Compiled by Kotie Geldenhuys
Livestock ownership is the backbone and a source of political and social influence to many rural communities throughout South Africa. They are valuable assets, providing an important source of wealth, food and income, social identity, recognition, pride and status, as well as a symbol of prosperity and prestige. Livestock, especially cattle, are not merely a source of food, they are also a form of social capital that is important for negotiations and social investment for many rural communities. Rural communities regard livestock as “living wealth” and these animals are often their only source of income and sustenance. Therefore, when livestock are stolen, it may be traumatic and threaten the economic lifeline of many rural farmers. Although the impact tends to be more severe to small-scale or subsistence farmers, they are not the only ones who suffer from stock theft. This crime also has a serious impact on commercial farmers and therefore on the red meat industry as a whole. Livestock are among the major sources of money for criminals who want to pursue their own selfish financial gain (Bunei, 2016 and Maluleke et al, 2016).

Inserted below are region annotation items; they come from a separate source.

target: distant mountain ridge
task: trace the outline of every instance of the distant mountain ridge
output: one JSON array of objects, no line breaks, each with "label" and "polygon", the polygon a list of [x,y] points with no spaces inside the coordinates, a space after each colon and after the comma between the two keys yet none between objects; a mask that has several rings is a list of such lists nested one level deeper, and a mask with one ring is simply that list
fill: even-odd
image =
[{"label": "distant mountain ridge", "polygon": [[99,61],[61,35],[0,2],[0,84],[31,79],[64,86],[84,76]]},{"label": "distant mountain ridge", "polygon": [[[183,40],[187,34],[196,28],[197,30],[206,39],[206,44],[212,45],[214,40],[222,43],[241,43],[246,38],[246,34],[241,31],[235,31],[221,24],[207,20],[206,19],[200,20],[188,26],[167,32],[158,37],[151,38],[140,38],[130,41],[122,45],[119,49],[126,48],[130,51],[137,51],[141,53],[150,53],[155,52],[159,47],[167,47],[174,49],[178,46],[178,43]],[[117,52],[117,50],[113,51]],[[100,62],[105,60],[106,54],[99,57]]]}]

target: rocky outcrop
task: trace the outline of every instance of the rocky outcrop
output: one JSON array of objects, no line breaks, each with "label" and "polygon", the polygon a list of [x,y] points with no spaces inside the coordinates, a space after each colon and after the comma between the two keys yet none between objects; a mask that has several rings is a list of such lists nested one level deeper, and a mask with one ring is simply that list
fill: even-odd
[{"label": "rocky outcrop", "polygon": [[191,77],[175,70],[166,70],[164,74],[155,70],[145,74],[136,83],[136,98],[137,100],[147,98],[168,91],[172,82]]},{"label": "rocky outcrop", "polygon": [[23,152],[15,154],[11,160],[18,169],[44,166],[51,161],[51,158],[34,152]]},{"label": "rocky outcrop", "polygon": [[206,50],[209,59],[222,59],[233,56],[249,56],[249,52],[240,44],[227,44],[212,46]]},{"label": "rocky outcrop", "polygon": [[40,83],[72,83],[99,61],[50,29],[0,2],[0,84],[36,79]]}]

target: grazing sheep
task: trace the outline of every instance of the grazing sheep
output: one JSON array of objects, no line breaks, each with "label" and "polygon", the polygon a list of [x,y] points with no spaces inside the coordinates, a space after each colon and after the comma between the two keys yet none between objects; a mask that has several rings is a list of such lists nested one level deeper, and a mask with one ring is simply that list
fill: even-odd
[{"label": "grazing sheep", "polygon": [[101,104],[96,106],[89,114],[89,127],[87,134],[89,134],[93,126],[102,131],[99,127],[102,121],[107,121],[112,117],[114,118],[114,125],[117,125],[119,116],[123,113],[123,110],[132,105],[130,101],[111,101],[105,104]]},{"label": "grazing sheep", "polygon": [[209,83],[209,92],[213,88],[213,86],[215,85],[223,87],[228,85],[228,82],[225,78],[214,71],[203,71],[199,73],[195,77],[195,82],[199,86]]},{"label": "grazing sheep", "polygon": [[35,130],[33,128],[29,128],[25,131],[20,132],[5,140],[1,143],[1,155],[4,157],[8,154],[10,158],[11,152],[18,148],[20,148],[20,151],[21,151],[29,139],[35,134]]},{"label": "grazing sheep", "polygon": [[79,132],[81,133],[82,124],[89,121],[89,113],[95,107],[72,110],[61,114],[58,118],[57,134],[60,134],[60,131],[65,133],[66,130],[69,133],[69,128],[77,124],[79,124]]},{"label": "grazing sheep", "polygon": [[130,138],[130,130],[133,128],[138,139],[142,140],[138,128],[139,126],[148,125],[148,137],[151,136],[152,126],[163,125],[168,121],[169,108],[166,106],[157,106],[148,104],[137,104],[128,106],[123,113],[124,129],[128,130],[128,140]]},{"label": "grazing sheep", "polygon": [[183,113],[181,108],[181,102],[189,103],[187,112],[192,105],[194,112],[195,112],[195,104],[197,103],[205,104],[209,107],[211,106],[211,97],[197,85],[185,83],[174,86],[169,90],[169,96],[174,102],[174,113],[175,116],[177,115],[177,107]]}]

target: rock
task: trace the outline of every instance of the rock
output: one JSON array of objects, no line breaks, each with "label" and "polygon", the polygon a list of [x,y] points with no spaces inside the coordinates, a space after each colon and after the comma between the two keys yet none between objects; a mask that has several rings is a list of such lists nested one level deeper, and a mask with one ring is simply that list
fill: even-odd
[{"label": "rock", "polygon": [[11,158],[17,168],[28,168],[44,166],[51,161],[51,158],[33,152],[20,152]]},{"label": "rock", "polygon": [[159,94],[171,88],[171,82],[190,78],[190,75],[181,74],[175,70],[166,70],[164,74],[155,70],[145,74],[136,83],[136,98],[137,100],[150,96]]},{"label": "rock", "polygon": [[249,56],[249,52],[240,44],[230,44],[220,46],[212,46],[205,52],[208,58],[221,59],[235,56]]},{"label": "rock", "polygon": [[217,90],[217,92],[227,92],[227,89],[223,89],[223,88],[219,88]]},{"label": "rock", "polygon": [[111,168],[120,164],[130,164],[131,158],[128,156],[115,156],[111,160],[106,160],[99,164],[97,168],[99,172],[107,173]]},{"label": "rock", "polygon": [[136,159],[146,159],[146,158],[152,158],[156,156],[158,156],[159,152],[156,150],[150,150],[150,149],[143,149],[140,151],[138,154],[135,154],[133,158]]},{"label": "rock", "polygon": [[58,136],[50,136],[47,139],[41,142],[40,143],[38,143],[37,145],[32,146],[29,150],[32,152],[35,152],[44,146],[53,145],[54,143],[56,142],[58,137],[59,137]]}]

Stock theft is on the increase in South Africa. This is confirmed by the latest SAPS crime statistics for the 2019/2020 financial year which were released in September 2019 showing a 2.9% increase from the previous financial year. With 29 672 recorded cases, livestock theft costs the country billions of rand each year, damages the local agricultural economy and negatively impacts food security. According to the National Stock Theft Prevention Forum, livestock to the value of R1.24 billion have been stolen in South Africa during the 2018/2019 year (Brandt, 2020). All of this can push a farm into ruin and there are instances where farmers are forced out of business as a result of losses to stock theft (Corrigan, 2019).
Apart from the economic impact, stock theft inflicts a chilling psychological impact on farmers. Livestock owners can get very emotional about the loss of animals as these are living beings, not mere objects (Corrigan, 2019). When one looks at photos of how these animals have been injured and mutilated, one can understand how difficult it is for livestock owners when they come across mass slaughtering and their maimed animals. These farmers feel helpless and furious against those who commit the crime and might not even be thinking about their financial loss at that stage. The biggest concern must be regarding the suffering of the animals. The cruelty inflicted against these animals will make the most hardened farmer's stomach turn. On 13 December 2018, a farmer from Bethal found 16 of his cattle slaughtered on his farm. Three of the animals were still alive while they were being slaughtered! The farmer had to shoot them. Only the heads and stomachs of some of the cattle were left and a few of them still had meat on them as well (https://ridgetimes.co.za/129655 /graphic content farmer discovers mass slaughtering cattle bethal). Another shocking case was where a livestock farmer from Cathcart in the Eastern Cape made a grisly discovery on the morning of 26 November 2019. He found that 18 of his sheep had been killed, gutted and hung on a barbed wire fence. Two other sheep were still alive, but the tendons on their back legs had been hacked off with pangas to prevent them from running away. The farmer is of the opinion that the thieves were disturbed and therefore fled the scene, leaving the carcasses behind (Grobler, 2019a).
Maluleke et al (2016) argue that contributory factors to the increase in stock theft in South Africa are due to:
- High monetary yields in the selling of livestock;
- a lack of proper legislation for the protection and preservation of livestock;
- under-reporting of stock theft incidences;
- failure to mark livestock, as well as over-branding;
- uneven terrains which are difficult to police;
- alleged involvement of the Criminal Justice System;
- unattended grazing;
- vulnerability of livestock;
- livestock owners’ negligence; and
- poor documentation of livestock.
The modus operandi of stock thieves depends on whether the theft is for survival or re-sale. If for survival or “potslag”, only a few animals will be stolen or slaughtered, with the thieves taking what they can carry, leaving the carcasses behind. In contrast, criminal syndicates plan their operations carefully, usually drawing on three to five individuals. A scout watches the movement of the livestock and alerts gang members who steal the animals and remove them using trucks (Chelin, 2019).
An organised crime
Stock theft is nothing new, it is probably as old as agriculture itself, but the fact that this is now perpetrated by organised syndicates rather than only petty thieves, is concerning. According to Willie Clack, penologist at the University of South Africa and chairman of the National Stock Theft Prevention Forum, 87% of livestock theft involves some form of organised crime, while 13% is for survival (Chelin, 2019). Mr Clack further claims that it takes sophistication, planning, organisation and resources. “The motivation is not desperation, it’s greed,” he said (Corrigan, 2019) as one can surmise from all forms of organised crime.